Water pollution” by C Michael Hogan on The Encyclopedia of Earth
With 50 millions annual deaths worldwide due to contaminated water, water pollution has become a serious, global health risk. Unfortunately, agriculture is one of the biggest water polluters. Take for example the nitrogen used on crops to increase yield. When it is not completely absorbed the remaining nitrogen will runoff into the water, contaminating the water sources. Other fertilizers, such as radioactive phosphate fertilizer, make their way into the environment as well, specifically into the water. Agricultural practices also contribute to the physical pollution of the water due to excess sediment runoff from the plots. Agriculture is vital to our livelihood, but so is water. Unless we find ways to eliminate water pollution, the current, widely-accepted practices will become unsustainable.

Government Asks Farmers To Control Runoff” by Clay Masters on Net Nebraska
Alarmed by the excessive runoff water that has made its way to the waterways, the government of Iowa is requesting that farmers reduce the use of fertilizers. Although it is not an official request, the government is providing farmers with incentives to change their ways and is teaching new sustainable farming practices in the hope of reducing runoff. Just this summer, the nitrate levels in local rivers were so high, it cost $7,000 a day to remove them. While farmers may think they are doing their best to reduce the runoff, they can’t truly know until the water has been tested. Rather doing damage control, officials should use this awareness to promote preventative measures and reduce agriculture’s burden on the environment.

Overpopulation Is Not the Problem”  by Erle C. Ellis on  New York Times
By 2050, the Food and Agriculture Organization of the United Nations estimates that population will increase to more than 9 billion people. As we push Earth’s capacity, the concern of food production comes to question. While we are still under 8 billion inhabitants, many are suffering from poverty and malnourishment. With the proper policies in place promoting food security and if necessary investments are made, the future population can be supported. This only further emphasizes the importance of working towards sustainability and the need for innovative start ups that can revolutionize food production.
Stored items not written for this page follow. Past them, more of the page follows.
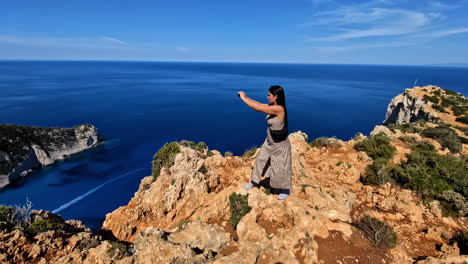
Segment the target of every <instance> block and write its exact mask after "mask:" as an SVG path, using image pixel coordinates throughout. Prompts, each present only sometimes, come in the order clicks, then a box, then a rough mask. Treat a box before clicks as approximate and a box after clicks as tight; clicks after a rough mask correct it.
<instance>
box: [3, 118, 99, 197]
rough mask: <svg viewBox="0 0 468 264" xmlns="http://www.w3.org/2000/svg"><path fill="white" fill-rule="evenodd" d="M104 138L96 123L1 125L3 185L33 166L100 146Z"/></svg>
mask: <svg viewBox="0 0 468 264" xmlns="http://www.w3.org/2000/svg"><path fill="white" fill-rule="evenodd" d="M100 142H102V139H101V138H100V136H99V134H98V131H97V129H96V128H95V127H94V126H93V125H88V124H86V125H79V126H75V127H72V128H60V127H52V128H47V127H27V126H20V125H14V124H2V125H0V188H3V187H5V186H7V185H8V184H10V183H11V182H12V181H15V180H18V179H20V178H22V177H24V176H26V175H28V174H29V173H30V172H32V171H33V170H34V169H37V168H40V167H42V166H46V165H49V164H52V163H54V162H55V161H57V160H62V159H64V158H65V157H67V156H69V155H72V154H75V153H78V152H81V151H83V150H86V149H89V148H92V147H95V146H97V145H98V144H99V143H100Z"/></svg>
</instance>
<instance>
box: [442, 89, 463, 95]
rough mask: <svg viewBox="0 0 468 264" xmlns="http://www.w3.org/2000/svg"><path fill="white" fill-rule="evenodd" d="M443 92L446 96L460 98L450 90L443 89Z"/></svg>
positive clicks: (447, 89) (456, 93) (448, 89)
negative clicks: (450, 95)
mask: <svg viewBox="0 0 468 264" xmlns="http://www.w3.org/2000/svg"><path fill="white" fill-rule="evenodd" d="M443 90H444V92H445V94H446V95H452V96H461V95H460V94H459V93H457V92H454V91H452V90H449V89H443Z"/></svg>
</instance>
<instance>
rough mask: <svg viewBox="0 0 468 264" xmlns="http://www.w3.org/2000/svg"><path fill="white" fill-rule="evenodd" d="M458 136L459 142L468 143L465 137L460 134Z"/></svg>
mask: <svg viewBox="0 0 468 264" xmlns="http://www.w3.org/2000/svg"><path fill="white" fill-rule="evenodd" d="M458 138H459V139H460V142H461V143H462V144H468V138H466V137H460V136H459V137H458Z"/></svg>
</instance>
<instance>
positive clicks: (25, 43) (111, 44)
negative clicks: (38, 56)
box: [0, 35, 128, 49]
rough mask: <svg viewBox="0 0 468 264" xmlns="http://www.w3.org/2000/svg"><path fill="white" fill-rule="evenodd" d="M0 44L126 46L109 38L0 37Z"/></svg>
mask: <svg viewBox="0 0 468 264" xmlns="http://www.w3.org/2000/svg"><path fill="white" fill-rule="evenodd" d="M0 44H13V45H23V46H43V47H62V48H90V49H96V48H98V49H99V48H122V45H128V44H127V43H126V42H123V41H121V40H118V39H115V38H110V37H95V38H57V37H23V36H11V35H0ZM116 44H118V45H116Z"/></svg>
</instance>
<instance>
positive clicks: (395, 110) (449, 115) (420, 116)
mask: <svg viewBox="0 0 468 264" xmlns="http://www.w3.org/2000/svg"><path fill="white" fill-rule="evenodd" d="M463 98H464V97H463V96H462V95H461V94H456V93H453V92H450V91H447V90H444V89H442V88H440V87H437V86H424V87H414V88H412V89H406V91H405V92H404V93H402V94H400V95H398V96H396V97H395V98H393V99H392V101H391V102H390V103H389V105H388V107H387V113H386V115H385V120H384V121H383V124H384V125H388V124H397V125H401V124H406V123H411V122H415V121H417V120H423V121H437V120H438V119H441V118H442V119H443V120H444V121H445V122H448V123H449V124H453V123H454V120H453V118H452V117H453V116H454V115H453V110H451V109H450V108H449V109H448V111H447V110H443V108H440V106H439V107H437V106H438V103H439V102H440V101H441V99H442V106H443V105H444V103H446V104H447V105H446V106H450V104H451V103H452V104H453V100H454V99H455V100H456V99H463ZM455 105H458V106H461V107H463V106H464V107H466V105H467V102H466V101H464V102H463V100H462V101H461V102H455ZM441 110H442V111H441Z"/></svg>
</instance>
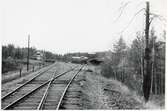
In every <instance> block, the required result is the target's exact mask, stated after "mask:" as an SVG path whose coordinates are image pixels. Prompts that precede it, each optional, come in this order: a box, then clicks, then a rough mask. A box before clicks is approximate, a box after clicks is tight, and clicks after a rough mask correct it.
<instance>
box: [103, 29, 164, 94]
mask: <svg viewBox="0 0 167 111" xmlns="http://www.w3.org/2000/svg"><path fill="white" fill-rule="evenodd" d="M162 36H163V38H164V39H165V36H166V32H165V31H164V33H163V34H162ZM165 45H166V42H165V41H160V40H158V39H157V35H156V34H155V30H154V28H152V29H151V31H150V39H149V48H150V49H151V50H150V57H151V59H150V63H151V64H150V65H151V68H150V70H151V75H152V78H151V93H152V94H164V93H165ZM144 51H145V38H144V36H143V33H142V32H137V33H136V38H135V39H134V40H133V42H132V44H131V46H130V47H128V46H127V45H126V43H125V41H124V40H123V37H120V39H119V40H118V42H117V43H115V44H114V49H113V51H109V52H107V53H106V55H105V62H104V64H102V75H103V76H105V77H107V78H108V77H112V78H114V79H117V80H119V81H121V82H123V83H125V84H126V85H128V86H129V87H130V88H131V89H134V90H136V91H137V92H138V93H139V94H143V91H142V84H143V75H144V73H146V72H145V71H146V69H145V68H146V66H145V62H146V61H145V60H144V57H145V53H144Z"/></svg>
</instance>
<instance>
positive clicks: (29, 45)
mask: <svg viewBox="0 0 167 111" xmlns="http://www.w3.org/2000/svg"><path fill="white" fill-rule="evenodd" d="M29 47H30V34H28V49H27V50H28V55H27V71H29V59H30V58H29Z"/></svg>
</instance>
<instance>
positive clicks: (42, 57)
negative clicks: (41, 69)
mask: <svg viewBox="0 0 167 111" xmlns="http://www.w3.org/2000/svg"><path fill="white" fill-rule="evenodd" d="M32 59H35V60H40V61H41V60H43V59H44V53H43V52H42V51H37V52H36V53H35V54H34V55H33V57H32Z"/></svg>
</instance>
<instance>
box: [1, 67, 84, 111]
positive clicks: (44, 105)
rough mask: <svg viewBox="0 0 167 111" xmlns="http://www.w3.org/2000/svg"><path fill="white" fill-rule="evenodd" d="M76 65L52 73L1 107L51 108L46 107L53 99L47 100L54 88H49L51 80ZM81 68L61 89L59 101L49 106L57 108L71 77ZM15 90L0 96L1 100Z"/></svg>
mask: <svg viewBox="0 0 167 111" xmlns="http://www.w3.org/2000/svg"><path fill="white" fill-rule="evenodd" d="M76 67H77V66H76ZM76 67H74V68H72V69H70V70H68V71H66V72H63V73H61V74H59V75H55V74H53V75H52V77H51V78H50V79H49V80H47V81H45V82H43V83H42V84H40V85H39V86H38V87H35V88H34V89H33V90H31V91H30V92H28V93H27V94H25V95H23V96H21V97H20V98H18V99H16V100H14V101H13V102H12V103H10V104H8V105H7V106H5V107H4V108H3V109H5V110H6V109H38V110H41V109H53V107H52V108H49V107H48V108H47V105H48V104H52V103H53V101H50V100H49V94H50V93H53V92H52V91H51V90H55V89H54V88H53V89H52V88H51V85H52V84H53V81H55V80H57V78H58V77H60V76H62V75H65V74H66V73H68V72H70V71H72V70H74V69H75V68H76ZM82 68H83V66H82V67H81V68H80V69H79V70H78V72H77V73H76V74H75V75H74V76H73V77H72V79H71V80H70V82H69V83H68V85H67V86H66V87H65V90H64V91H63V94H62V95H61V97H60V99H59V97H58V99H59V101H57V100H55V101H56V102H58V105H57V104H52V105H50V106H54V109H59V107H60V106H61V103H62V100H63V97H64V95H65V94H66V92H67V89H68V87H69V86H70V84H71V82H72V81H73V79H74V78H75V77H76V76H77V74H78V73H79V72H80V71H81V70H82ZM37 77H38V75H37ZM32 80H34V79H33V78H32V79H31V81H32ZM29 81H30V80H29ZM28 83H29V82H28V81H27V82H26V84H28ZM54 84H56V83H54ZM23 86H25V84H23ZM23 86H20V87H18V88H16V91H17V90H18V89H20V88H21V87H23ZM53 87H54V86H53ZM16 91H15V90H14V91H12V92H11V93H9V94H7V95H6V96H4V97H3V98H2V100H5V98H7V97H10V96H11V95H12V94H14V92H16ZM57 96H58V95H57ZM35 97H36V99H34V98H35ZM28 99H32V100H35V101H37V102H36V103H37V104H32V103H31V100H28ZM25 102H27V103H25ZM18 104H20V105H18ZM26 105H30V107H27V106H26ZM20 106H21V107H20ZM24 106H25V107H24ZM31 107H32V108H31Z"/></svg>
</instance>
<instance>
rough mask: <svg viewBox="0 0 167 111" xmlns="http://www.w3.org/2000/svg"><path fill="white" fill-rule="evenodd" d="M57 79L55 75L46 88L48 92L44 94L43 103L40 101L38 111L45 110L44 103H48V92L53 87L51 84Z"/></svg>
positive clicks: (37, 107)
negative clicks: (46, 100)
mask: <svg viewBox="0 0 167 111" xmlns="http://www.w3.org/2000/svg"><path fill="white" fill-rule="evenodd" d="M76 67H78V66H76ZM76 67H74V68H73V69H75V68H76ZM54 80H55V79H54V75H53V79H52V80H51V81H50V82H49V84H48V86H47V88H46V90H45V93H44V95H43V97H42V99H41V101H40V103H39V105H38V107H37V110H41V109H42V108H43V105H44V103H45V101H46V97H47V95H48V90H49V88H50V86H51V83H52V82H53V81H54Z"/></svg>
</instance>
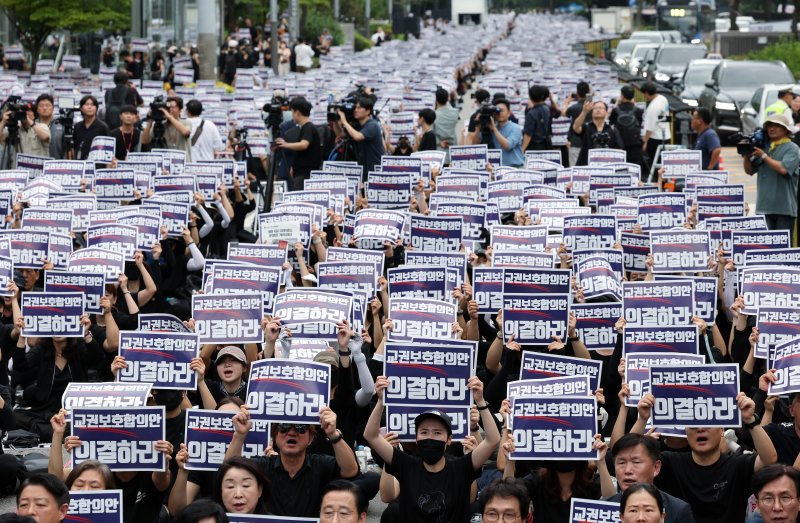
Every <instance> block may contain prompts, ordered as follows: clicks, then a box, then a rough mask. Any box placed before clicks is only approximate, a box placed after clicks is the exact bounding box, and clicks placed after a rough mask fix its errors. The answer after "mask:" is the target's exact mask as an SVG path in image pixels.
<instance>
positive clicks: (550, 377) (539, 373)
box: [519, 351, 603, 391]
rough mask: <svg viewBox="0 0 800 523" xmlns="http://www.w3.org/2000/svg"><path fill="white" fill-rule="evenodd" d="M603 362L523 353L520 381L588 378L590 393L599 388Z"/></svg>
mask: <svg viewBox="0 0 800 523" xmlns="http://www.w3.org/2000/svg"><path fill="white" fill-rule="evenodd" d="M602 371H603V362H602V361H599V360H586V359H582V358H573V357H571V356H556V355H555V354H547V353H542V352H532V351H524V352H523V353H522V362H521V364H520V373H519V377H520V379H524V380H527V379H541V378H554V377H558V376H589V381H590V386H591V389H592V391H595V390H597V389H598V388H600V376H601V375H602Z"/></svg>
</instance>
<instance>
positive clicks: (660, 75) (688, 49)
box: [645, 44, 708, 87]
mask: <svg viewBox="0 0 800 523" xmlns="http://www.w3.org/2000/svg"><path fill="white" fill-rule="evenodd" d="M707 53H708V50H707V49H706V48H705V46H702V45H694V44H664V45H662V46H661V47H659V48H658V49H657V50H656V53H655V56H654V57H653V59H652V60H651V61H648V62H647V67H646V69H645V70H646V72H647V79H648V80H654V81H656V82H659V83H661V84H664V85H665V86H667V87H672V85H673V84H674V83H675V82H677V81H678V79H680V78H681V76H682V75H683V70H684V69H686V65H687V64H688V63H689V62H691V61H692V60H695V59H701V58H705V56H706V54H707Z"/></svg>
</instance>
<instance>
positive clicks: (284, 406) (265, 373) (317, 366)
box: [247, 358, 331, 425]
mask: <svg viewBox="0 0 800 523" xmlns="http://www.w3.org/2000/svg"><path fill="white" fill-rule="evenodd" d="M330 374H331V367H330V365H328V364H327V363H317V362H312V361H294V360H286V359H281V358H273V359H269V360H259V361H254V362H253V363H252V364H251V366H250V378H249V380H248V382H247V407H248V408H249V409H250V415H251V416H252V417H253V419H260V420H264V421H270V422H274V423H301V424H305V425H318V424H319V411H320V410H321V409H322V408H323V407H326V406H328V403H329V401H330V379H331V376H330Z"/></svg>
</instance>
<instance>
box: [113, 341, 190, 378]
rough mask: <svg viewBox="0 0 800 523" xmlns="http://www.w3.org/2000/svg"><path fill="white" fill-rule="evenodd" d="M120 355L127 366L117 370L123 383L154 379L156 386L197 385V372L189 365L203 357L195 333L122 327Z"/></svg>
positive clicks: (117, 377)
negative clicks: (154, 330) (121, 356)
mask: <svg viewBox="0 0 800 523" xmlns="http://www.w3.org/2000/svg"><path fill="white" fill-rule="evenodd" d="M119 355H120V356H123V357H124V358H125V362H126V363H127V364H128V366H127V367H126V368H123V369H120V370H119V371H118V372H117V381H120V382H123V383H152V384H153V387H155V388H157V389H178V390H195V389H197V373H196V372H195V371H193V370H191V369H190V368H189V364H190V363H191V362H192V358H199V357H200V344H199V343H198V341H197V335H196V334H194V333H175V332H171V333H160V332H137V331H120V333H119Z"/></svg>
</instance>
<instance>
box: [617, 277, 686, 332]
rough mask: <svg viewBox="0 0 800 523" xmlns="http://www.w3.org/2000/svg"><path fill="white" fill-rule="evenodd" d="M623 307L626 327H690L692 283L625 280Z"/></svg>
mask: <svg viewBox="0 0 800 523" xmlns="http://www.w3.org/2000/svg"><path fill="white" fill-rule="evenodd" d="M622 293H623V299H622V305H623V313H624V317H625V321H627V322H628V325H639V326H642V327H659V326H665V325H689V324H690V323H691V321H692V316H693V315H694V286H693V285H692V282H691V281H687V280H677V281H669V282H664V281H637V282H630V281H626V282H624V283H623V284H622Z"/></svg>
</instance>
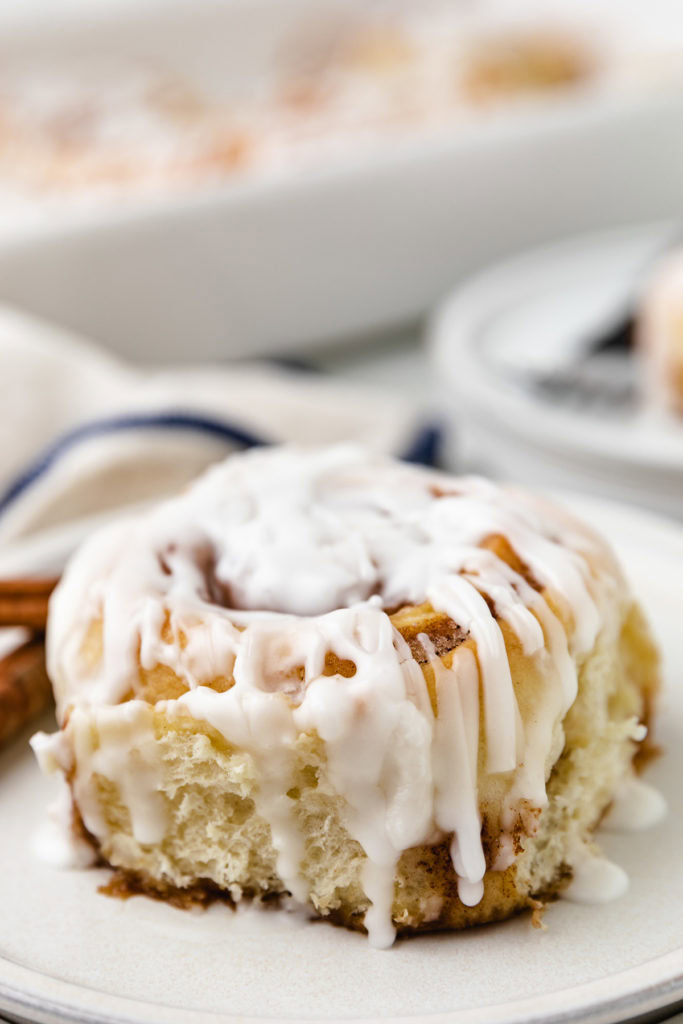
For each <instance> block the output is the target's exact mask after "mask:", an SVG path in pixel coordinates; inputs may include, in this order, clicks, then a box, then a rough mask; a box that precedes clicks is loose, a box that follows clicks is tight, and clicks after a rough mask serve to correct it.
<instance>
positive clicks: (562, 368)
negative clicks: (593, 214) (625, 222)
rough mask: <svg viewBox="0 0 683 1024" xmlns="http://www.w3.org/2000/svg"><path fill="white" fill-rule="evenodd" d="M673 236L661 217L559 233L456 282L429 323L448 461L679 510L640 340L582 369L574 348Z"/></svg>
mask: <svg viewBox="0 0 683 1024" xmlns="http://www.w3.org/2000/svg"><path fill="white" fill-rule="evenodd" d="M671 238H672V226H671V225H661V224H659V225H649V226H647V227H639V228H633V229H622V230H620V231H614V232H611V233H608V234H599V236H597V234H596V236H590V237H585V238H579V239H575V240H570V241H568V242H565V243H562V244H560V245H556V246H553V247H550V248H545V249H543V250H537V251H535V252H531V253H528V254H526V255H523V256H520V257H518V258H516V259H514V260H512V261H509V262H506V263H504V264H501V265H499V266H497V267H494V268H493V269H490V270H489V271H487V272H485V273H483V274H480V275H478V276H477V278H476V279H473V280H471V281H470V282H469V283H467V284H465V285H464V286H463V287H461V288H459V289H458V290H457V291H456V292H455V293H454V294H453V296H452V297H451V298H450V299H449V300H447V301H446V302H445V304H444V305H443V306H442V308H441V309H440V311H439V312H438V313H437V315H436V316H435V318H434V321H433V323H432V328H431V345H432V354H433V357H434V360H435V364H436V368H437V376H438V379H439V381H440V382H441V384H440V387H441V396H442V399H443V402H442V403H443V410H444V413H445V416H446V417H447V418H449V420H450V421H451V424H452V425H453V426H454V428H455V429H454V430H453V431H452V432H451V433H452V436H453V437H454V438H455V443H454V447H453V449H452V451H451V453H450V455H451V459H452V461H453V460H455V458H456V456H457V458H458V462H459V464H461V465H462V463H463V462H465V463H466V464H467V465H468V466H471V467H473V468H475V469H478V470H481V471H485V472H490V473H493V474H495V475H497V476H501V477H504V478H511V479H517V480H520V481H524V482H526V483H531V484H539V485H543V486H552V487H565V486H571V487H574V488H579V489H582V490H585V492H587V493H590V494H593V495H603V496H607V497H612V498H618V499H622V500H625V501H629V502H633V503H637V504H641V505H645V506H648V507H649V508H652V509H655V510H658V511H661V512H666V513H668V514H670V515H676V516H679V517H683V421H677V420H675V419H674V418H672V417H668V416H667V415H665V414H664V413H663V412H660V411H658V410H654V409H652V408H648V404H647V402H646V401H645V399H644V397H643V394H642V376H643V374H642V366H641V365H640V362H639V358H638V355H637V353H635V352H633V351H627V350H624V351H623V352H616V353H609V354H607V355H604V356H602V357H601V360H597V361H596V360H595V359H593V360H592V369H591V371H590V374H587V373H586V370H585V368H586V367H587V366H588V364H587V362H586V361H585V359H584V358H583V355H584V353H585V352H586V349H587V346H588V345H590V341H591V338H596V337H599V335H600V332H601V330H603V329H604V328H605V327H607V326H609V325H610V322H613V319H614V317H617V316H618V315H620V313H623V312H624V310H625V309H626V308H628V299H629V296H631V298H633V297H634V295H636V294H637V290H638V283H639V280H640V279H642V276H643V274H646V272H647V270H648V269H649V267H650V265H651V262H652V260H653V259H654V257H655V256H656V254H657V253H659V252H661V250H663V249H664V248H666V244H667V241H668V240H670V239H671ZM577 367H579V368H580V370H579V373H578V372H577ZM587 377H588V382H587V380H586V378H587ZM455 445H457V449H456V446H455Z"/></svg>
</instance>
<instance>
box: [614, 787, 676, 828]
mask: <svg viewBox="0 0 683 1024" xmlns="http://www.w3.org/2000/svg"><path fill="white" fill-rule="evenodd" d="M666 813H667V801H666V800H665V798H664V797H663V796H661V794H660V793H659V792H658V791H657V790H654V788H653V787H652V786H651V785H648V784H647V782H643V780H642V779H640V778H638V777H637V776H636V775H634V774H632V773H629V774H628V775H627V776H626V777H625V778H624V779H623V780H622V781H621V783H620V785H618V787H617V790H616V793H615V794H614V799H613V801H612V805H611V807H610V808H609V811H608V812H607V814H606V815H605V817H604V819H603V821H602V827H603V828H608V829H611V830H613V831H640V830H641V829H644V828H650V827H651V826H652V825H655V824H656V823H657V822H658V821H661V819H663V818H664V816H665V814H666Z"/></svg>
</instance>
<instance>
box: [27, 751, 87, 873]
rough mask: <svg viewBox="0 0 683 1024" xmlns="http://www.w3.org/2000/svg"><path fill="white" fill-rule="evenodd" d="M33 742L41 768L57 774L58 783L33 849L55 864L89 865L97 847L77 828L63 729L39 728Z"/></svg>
mask: <svg viewBox="0 0 683 1024" xmlns="http://www.w3.org/2000/svg"><path fill="white" fill-rule="evenodd" d="M31 745H32V748H33V751H34V754H35V755H36V760H37V761H38V764H39V765H40V767H41V770H42V771H43V772H44V773H45V774H46V775H54V776H55V781H56V783H57V786H58V788H57V794H56V796H55V798H54V800H53V801H52V803H51V804H50V806H49V807H48V809H47V819H46V820H45V821H44V822H43V824H42V825H41V827H40V829H39V831H38V834H37V835H36V837H35V839H34V853H35V854H36V856H37V857H39V858H40V859H41V860H43V861H45V862H47V863H49V864H51V865H52V866H53V867H63V868H80V867H90V866H91V865H92V864H94V862H95V860H96V857H95V851H94V850H93V849H92V847H91V846H90V844H89V843H87V842H86V841H85V840H84V839H83V838H81V837H80V836H79V835H78V833H77V831H76V829H75V828H74V803H73V800H72V795H71V791H70V788H69V785H68V783H67V779H66V777H65V774H63V773H65V772H66V771H67V770H68V768H69V766H70V763H71V752H70V751H69V750H68V746H67V744H66V742H65V737H63V733H61V732H57V733H54V734H53V735H52V736H48V735H47V734H46V733H44V732H37V733H36V734H35V736H33V737H32V739H31Z"/></svg>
How a Manure-Eating Beetle is Helping Save the World” by Thinkprogress on Care2
One of the most potent greenhouse gases is methane – the very same gas produced by cows. In fact, the United Nations believe that cows are worse for the environment and are contributing more to climate change than trucks and cars combined. By increasing cattle farming and keeping them indoors, the methane gas emission has worsened. Be that as it may, the dung beetle has emerged as a possible reducer of methane gas emissions. By eating the cow pats, the manure goes through aerification which removes the anaerobic properties that allow the methane gas to escape. This little beetle could possibly be responsible for reduction of methane emission on a global scale.